Seu próximo projeto é um livro de memórias, certo?
É uma mosaico de coisas que me interessam. Anedotas, uma poesia do Luiz Tatit de três páginas, citações que me marcaram, coisas que lembro ou saio anotando por aí. Com esse negócio de Google, de e-book, vou pescando coisas, copio e mando pra mim mesmo por e-mail. Juntei com coisas biográficas, da minha infância e bolei esse “Carrossel: que porra é essa?”.É que em uma anotação que fiz em um guardanapo de bar todo amassado está escrito assim:“carrossel. Puta ideia!!!”. Pois lá se vão quarenta anos e não sei que ideia é essa. Esqueci. Pronto, foi pro título do livro (risos).
Do que você se orgulha mais nestes 60 anos de labuta?

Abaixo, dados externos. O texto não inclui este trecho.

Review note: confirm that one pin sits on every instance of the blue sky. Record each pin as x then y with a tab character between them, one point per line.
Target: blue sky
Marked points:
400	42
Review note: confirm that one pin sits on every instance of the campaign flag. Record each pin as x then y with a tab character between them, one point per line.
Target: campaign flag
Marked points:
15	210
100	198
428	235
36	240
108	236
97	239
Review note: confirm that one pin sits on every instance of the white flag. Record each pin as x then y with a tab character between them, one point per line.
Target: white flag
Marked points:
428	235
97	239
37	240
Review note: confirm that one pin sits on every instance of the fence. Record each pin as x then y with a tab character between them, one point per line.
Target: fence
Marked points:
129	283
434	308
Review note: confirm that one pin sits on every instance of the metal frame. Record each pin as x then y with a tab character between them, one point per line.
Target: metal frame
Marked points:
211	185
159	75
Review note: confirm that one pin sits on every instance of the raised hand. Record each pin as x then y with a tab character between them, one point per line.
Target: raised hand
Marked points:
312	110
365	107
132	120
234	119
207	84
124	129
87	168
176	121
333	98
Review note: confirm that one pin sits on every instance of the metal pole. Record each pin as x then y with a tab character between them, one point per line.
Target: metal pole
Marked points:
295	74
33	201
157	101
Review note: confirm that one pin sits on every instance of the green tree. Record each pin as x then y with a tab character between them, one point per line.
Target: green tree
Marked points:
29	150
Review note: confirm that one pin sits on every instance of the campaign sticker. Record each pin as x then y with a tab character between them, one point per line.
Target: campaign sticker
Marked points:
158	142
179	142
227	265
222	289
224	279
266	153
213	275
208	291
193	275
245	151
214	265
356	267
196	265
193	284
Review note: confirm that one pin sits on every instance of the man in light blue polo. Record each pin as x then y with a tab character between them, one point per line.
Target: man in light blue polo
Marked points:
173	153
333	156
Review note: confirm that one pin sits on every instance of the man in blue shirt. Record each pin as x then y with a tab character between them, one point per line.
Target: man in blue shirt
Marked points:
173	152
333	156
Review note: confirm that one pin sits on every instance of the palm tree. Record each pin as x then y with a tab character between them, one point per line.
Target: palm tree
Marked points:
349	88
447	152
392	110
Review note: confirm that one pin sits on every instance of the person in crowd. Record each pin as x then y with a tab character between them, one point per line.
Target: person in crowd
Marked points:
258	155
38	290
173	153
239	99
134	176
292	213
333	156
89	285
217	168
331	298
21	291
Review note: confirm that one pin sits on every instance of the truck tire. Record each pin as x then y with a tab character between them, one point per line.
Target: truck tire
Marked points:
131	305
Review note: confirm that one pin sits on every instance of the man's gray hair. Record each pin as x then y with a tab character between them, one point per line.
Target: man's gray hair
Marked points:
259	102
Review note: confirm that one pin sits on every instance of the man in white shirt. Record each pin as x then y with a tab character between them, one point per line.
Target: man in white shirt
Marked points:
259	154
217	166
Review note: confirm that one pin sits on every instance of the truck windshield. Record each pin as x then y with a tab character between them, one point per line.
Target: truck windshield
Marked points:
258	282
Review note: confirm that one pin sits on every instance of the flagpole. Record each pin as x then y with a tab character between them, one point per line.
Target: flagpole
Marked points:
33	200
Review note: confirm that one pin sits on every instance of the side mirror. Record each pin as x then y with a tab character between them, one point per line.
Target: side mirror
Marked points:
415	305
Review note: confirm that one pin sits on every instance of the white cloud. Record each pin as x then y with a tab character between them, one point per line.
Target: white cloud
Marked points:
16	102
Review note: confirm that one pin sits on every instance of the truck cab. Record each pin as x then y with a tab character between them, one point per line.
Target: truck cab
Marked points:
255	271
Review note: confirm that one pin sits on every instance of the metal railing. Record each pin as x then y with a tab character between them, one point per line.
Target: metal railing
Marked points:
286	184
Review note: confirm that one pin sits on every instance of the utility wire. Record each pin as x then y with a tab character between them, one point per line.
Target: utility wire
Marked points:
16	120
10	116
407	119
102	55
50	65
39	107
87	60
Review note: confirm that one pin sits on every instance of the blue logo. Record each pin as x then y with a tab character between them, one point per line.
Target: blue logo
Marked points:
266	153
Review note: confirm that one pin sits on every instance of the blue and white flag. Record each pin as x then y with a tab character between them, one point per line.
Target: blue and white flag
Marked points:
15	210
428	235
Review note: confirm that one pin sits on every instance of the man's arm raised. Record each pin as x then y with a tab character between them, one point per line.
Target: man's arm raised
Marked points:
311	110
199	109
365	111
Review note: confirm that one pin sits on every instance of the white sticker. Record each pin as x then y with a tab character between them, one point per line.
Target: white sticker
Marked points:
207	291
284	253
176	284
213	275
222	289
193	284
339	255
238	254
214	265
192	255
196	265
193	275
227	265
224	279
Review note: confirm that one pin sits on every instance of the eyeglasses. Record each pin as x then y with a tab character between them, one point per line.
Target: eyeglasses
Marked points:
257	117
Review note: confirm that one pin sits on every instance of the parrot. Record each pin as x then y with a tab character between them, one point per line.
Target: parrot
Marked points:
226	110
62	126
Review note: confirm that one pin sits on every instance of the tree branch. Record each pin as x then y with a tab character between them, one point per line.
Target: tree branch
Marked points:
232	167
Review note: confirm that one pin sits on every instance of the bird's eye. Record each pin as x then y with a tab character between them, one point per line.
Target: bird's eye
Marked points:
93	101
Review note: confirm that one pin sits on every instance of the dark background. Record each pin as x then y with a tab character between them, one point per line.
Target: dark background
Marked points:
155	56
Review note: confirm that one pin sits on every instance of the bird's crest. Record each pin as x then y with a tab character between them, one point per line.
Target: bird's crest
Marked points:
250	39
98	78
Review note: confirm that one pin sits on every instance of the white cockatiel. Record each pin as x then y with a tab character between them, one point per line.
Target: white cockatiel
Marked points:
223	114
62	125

Tenho pensado nisso ultimamente. Não sou convencido, mas sei que sou uma pessoa que deu certo. Tenho três filhos maravilhosos, Antônio, Maria e Pedro. Estou indo para São Paulo amanhã (a conversa aconteceu na quarta-feira) para conhecer dois dos meus cinco netos, que nasceram durante a pandemia. Todos estão com saúde, ninguém é escroto. O que mais posso querer? E meu trabalho me permitiu conhecer pessoas incríveis, conviver com elas. Essa é a alegria maior: estar junto, sofrer junto, ter grandes amigos, trabalhar com profissionais incríveis. Sou um sujeito de muita sorte.